Sunday, October 19, 2014

Parents, Passion and Summer Slide


This is the penultimate post in my reflection series on summer reading. 
Link up in comments if you'd like to talk about it.

In this penultimate post reflecting on summer reading, I consider how the research and my community context influence summer reading assignments.

I'm an avid Science Friday fan. The show makes my Friday afternoon commute. Last Friday Science Friday hit a triple with segments on the "Live from South Bend" show: electric engines, forensic entomology, and art detectives (links below). Performances by the Notre Dame Glee Club between segments were happiness boosters--the song we heard about the Periodic Table, awesome.

"The 'First' Battle of Gas Versus Electric"

"Forensic Entomologists Hunt Down Insects to Help Catch Criminals"

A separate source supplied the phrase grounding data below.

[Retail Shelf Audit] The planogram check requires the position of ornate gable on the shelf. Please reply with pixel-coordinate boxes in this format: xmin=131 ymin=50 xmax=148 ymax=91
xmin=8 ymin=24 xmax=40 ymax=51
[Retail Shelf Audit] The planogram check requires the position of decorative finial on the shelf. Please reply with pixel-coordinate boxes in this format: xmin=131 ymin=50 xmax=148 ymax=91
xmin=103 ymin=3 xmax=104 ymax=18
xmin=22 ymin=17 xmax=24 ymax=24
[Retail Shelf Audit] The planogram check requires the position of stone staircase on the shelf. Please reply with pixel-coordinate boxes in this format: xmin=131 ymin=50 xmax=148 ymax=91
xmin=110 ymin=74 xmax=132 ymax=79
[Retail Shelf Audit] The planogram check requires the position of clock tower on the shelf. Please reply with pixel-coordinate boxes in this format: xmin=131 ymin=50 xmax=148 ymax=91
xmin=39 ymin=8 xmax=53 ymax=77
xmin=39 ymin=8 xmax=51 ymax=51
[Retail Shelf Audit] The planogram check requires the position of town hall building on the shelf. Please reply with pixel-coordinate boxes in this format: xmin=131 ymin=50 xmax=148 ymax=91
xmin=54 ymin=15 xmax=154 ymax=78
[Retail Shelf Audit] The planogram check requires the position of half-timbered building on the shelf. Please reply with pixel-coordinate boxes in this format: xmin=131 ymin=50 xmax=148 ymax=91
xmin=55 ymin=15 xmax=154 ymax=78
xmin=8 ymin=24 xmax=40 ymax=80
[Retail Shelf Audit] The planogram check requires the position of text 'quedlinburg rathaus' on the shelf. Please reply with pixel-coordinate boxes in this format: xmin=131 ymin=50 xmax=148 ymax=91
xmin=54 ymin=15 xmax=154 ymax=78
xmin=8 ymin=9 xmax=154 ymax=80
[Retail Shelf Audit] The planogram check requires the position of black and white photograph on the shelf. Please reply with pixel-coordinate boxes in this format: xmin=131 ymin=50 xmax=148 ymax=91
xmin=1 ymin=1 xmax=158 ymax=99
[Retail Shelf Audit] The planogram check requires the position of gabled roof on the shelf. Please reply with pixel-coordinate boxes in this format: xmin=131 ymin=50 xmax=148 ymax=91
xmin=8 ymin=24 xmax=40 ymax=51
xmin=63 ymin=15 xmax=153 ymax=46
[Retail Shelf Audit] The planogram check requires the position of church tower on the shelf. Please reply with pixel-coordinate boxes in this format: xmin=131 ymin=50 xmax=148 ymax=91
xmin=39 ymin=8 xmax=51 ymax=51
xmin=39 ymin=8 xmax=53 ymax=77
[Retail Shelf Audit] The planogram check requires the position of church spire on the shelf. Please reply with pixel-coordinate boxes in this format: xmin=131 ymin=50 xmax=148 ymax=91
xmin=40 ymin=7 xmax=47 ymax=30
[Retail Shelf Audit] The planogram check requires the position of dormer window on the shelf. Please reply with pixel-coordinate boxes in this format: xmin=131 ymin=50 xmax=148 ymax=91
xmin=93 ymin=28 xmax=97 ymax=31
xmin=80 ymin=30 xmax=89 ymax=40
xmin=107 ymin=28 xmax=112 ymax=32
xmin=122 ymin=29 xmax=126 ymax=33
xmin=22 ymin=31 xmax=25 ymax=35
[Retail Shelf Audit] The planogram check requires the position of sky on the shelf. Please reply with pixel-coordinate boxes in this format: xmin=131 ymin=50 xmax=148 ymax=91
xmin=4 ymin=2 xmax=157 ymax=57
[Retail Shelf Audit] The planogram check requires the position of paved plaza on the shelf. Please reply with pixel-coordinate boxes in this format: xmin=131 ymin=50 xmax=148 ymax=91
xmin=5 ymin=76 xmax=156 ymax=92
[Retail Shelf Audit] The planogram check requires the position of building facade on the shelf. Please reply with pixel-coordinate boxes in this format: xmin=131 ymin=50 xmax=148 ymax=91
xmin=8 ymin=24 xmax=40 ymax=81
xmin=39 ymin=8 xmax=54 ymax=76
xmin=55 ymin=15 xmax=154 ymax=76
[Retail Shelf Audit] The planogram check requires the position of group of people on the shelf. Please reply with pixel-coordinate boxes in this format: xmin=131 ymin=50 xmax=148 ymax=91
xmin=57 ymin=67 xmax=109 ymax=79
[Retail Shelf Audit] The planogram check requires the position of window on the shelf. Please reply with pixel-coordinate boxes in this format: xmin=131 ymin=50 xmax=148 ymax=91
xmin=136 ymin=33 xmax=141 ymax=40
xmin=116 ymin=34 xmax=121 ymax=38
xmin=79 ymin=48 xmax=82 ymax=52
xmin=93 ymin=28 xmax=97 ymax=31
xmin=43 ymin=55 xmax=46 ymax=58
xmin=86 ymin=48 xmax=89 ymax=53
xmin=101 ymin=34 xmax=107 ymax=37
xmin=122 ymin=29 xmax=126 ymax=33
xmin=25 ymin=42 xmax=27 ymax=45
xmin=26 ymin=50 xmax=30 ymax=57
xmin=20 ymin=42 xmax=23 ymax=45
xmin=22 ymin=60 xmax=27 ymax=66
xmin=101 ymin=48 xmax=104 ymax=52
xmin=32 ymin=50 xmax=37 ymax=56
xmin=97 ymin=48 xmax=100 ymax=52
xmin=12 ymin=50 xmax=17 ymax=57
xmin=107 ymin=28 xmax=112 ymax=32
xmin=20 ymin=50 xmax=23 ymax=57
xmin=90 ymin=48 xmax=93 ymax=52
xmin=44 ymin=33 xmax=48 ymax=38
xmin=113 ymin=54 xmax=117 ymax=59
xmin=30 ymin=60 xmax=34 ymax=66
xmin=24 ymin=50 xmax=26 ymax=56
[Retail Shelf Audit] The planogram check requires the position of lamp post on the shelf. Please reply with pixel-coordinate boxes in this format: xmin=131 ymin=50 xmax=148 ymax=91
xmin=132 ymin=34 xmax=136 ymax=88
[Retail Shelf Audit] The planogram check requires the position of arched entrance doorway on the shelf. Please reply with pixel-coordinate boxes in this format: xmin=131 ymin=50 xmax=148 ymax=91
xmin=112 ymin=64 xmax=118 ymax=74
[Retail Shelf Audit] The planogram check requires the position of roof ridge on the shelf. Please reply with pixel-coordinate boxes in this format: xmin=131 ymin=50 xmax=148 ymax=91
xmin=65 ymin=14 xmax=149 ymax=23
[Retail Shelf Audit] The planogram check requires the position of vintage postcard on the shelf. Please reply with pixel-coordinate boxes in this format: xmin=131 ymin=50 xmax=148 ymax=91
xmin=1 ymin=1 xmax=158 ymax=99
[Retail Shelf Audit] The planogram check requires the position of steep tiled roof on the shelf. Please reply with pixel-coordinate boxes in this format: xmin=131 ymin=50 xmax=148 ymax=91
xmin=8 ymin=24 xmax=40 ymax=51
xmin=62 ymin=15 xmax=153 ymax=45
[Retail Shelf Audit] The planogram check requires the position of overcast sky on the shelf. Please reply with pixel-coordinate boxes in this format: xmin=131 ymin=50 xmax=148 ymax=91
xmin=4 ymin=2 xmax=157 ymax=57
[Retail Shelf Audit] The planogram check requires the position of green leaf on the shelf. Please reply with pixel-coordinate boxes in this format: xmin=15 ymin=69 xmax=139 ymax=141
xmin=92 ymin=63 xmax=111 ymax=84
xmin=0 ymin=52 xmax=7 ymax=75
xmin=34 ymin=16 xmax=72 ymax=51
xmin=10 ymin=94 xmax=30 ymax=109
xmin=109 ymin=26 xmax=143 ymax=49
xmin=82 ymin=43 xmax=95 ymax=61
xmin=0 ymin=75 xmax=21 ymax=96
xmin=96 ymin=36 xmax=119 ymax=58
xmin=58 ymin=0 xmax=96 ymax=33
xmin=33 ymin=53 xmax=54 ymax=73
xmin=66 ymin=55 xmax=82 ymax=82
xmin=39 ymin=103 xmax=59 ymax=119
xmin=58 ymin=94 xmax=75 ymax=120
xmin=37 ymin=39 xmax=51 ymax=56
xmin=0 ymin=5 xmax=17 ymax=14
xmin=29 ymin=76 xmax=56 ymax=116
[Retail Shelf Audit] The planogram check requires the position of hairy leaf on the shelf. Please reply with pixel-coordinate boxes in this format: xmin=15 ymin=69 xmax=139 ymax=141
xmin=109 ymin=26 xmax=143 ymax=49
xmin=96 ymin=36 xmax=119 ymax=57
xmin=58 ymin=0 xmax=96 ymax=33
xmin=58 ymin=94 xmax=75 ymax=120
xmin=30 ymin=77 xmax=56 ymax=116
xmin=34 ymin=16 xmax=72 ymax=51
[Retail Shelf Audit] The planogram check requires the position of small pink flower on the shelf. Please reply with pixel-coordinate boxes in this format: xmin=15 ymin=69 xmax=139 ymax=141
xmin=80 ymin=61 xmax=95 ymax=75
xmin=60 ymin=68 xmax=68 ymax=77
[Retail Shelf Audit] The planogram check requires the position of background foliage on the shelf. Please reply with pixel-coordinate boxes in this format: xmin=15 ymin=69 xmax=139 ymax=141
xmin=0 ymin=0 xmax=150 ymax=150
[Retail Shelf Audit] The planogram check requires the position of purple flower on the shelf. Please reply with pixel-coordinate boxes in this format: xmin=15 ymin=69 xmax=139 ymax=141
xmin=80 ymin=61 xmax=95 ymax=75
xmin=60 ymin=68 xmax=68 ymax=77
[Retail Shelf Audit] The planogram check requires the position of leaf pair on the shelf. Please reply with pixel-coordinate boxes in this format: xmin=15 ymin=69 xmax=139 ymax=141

"Is Your Priceless Painting a Fake"

The entomology segment with Dr. Anne Perez from St. Joseph's College reminds me how important parents' passions are to childrens' development. A hunter and scientist, Perez's father, kept a living fence (overgrown boundary area) on one side of their property. He was a hunter and he would put the heads of animals he hunted in the living fence area. Perez would visit the heads as they decomposed and collect the insects she found there. Children learn through observation and experience. Parents, teachers, coaches, the caring adults in the lives of children and teens are living lessons.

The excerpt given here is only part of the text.